Plain English Papers

Can image models understand what we’re asking for?

High-quality graphics vs high-quality understanding — which one matters more?

“Imagen 3 is our best diffusion model for text-to-image generation, capable of following descriptive prompts"

What questions do AI image models need to answer to be genuinely useful to humans? Until now, most discussions have focused on pure image quality — how realistic or artistic the outputs look. But Imagen 3, Google’s latest image generation model (and a top trending paper on AImodels.fyi right now), suggests we should be asking a different and more fundamental question: can AI reliably understand and execute what humans are actually asking for?

I think this turns out to be a much harder question than it first appears. While we often judge these systems by image quality alone — how realistic or artistic their outputs look — this misses something fundamental: can they reliably turn our descriptions into the specific images we have in mind?

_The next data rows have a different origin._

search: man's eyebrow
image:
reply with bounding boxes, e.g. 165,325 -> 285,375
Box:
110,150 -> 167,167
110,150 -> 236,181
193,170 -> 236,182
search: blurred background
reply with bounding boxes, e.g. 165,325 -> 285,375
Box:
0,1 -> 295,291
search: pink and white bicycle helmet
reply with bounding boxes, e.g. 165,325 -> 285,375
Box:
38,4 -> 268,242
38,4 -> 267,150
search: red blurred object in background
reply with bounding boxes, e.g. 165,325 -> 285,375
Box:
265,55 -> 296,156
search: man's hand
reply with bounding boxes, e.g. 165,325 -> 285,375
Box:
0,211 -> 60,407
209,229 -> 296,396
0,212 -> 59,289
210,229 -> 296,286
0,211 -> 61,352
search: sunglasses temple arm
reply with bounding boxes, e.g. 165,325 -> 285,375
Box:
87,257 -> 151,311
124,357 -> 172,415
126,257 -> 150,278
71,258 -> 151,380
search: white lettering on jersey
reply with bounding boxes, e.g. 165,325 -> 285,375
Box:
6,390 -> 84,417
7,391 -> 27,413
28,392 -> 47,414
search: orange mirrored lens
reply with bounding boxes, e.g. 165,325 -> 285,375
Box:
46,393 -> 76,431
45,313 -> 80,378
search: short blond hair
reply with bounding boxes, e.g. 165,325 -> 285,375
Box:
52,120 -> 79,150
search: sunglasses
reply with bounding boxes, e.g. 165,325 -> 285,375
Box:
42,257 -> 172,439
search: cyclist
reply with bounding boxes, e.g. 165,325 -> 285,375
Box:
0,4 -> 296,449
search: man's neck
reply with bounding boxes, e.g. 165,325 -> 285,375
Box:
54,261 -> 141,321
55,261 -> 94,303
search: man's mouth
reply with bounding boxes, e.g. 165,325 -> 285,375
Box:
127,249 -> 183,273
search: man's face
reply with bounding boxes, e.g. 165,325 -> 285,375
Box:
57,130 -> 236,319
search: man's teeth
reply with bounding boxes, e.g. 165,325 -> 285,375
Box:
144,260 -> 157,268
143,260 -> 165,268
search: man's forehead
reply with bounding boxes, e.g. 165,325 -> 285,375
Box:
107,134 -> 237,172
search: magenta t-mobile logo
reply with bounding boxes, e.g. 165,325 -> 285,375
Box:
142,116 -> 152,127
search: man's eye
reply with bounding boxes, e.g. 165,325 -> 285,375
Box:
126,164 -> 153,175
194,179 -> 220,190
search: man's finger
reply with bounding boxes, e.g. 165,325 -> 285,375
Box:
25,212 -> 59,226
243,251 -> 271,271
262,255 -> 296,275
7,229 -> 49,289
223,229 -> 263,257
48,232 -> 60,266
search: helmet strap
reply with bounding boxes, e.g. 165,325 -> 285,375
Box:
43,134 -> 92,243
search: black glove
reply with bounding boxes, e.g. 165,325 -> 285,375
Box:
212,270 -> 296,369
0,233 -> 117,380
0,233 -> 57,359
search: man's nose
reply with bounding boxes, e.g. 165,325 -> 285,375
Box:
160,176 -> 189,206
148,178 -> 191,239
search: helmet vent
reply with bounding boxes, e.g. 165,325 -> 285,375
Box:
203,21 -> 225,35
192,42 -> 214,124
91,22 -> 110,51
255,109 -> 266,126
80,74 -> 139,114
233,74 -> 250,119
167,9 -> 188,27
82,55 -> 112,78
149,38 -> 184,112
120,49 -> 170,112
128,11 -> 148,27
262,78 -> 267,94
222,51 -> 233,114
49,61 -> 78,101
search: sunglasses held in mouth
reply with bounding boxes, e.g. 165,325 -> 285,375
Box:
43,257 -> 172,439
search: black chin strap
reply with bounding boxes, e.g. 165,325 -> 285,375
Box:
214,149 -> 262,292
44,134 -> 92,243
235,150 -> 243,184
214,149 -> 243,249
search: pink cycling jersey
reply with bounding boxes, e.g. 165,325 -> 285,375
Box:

Imagen 3 helps us see why this question matters more than we might think. When researchers tested it against other leading models like DALL-E 3 and Midjourney, the results revealed a complex picture. While Imagen 3 showed notable improvements in prompt alignment (particularly on detailed prompts, with an average of 136 words), its advantages varied across different benchmarks — from huge leads on GenAI-Bench to smaller margins on DrawBench and close competition among leading models on DALL-E 3 Eval.

Imagen 3 didn’t crush the competition on the DALL-E 3 eval (figure 2 in the paper)

Consider what happens when you ask these systems to draw “a felt puppet diorama scene of a tranquil nature scene with a large friendly robot.” Previous models might give you a robot, or a diorama, or a nature scene — but rarely all of these elements working together exactly as specified. The scene might look beautiful, but it wouldn’t be quite what you asked for. Imagen 3 gets significantly closer to following such complex instructions precisely.

“Imagen 3 is our best diffusion model for text-to-image generation, capable of following descriptive prompts, such as “Photo of a felt puppet diorama scene of a tranquil nature scene of a secluded forest clearing with a large friendly, rounded robot is rendered in a risograph style. An owl sits on the robots shoulders and a fox at its feet. Soft washes of color, 5 color, and a light-filled palette create a sense of peace and serenity, inviting contemplation and the appreciation of natural beauty.””“ — From figure 1 of the paper.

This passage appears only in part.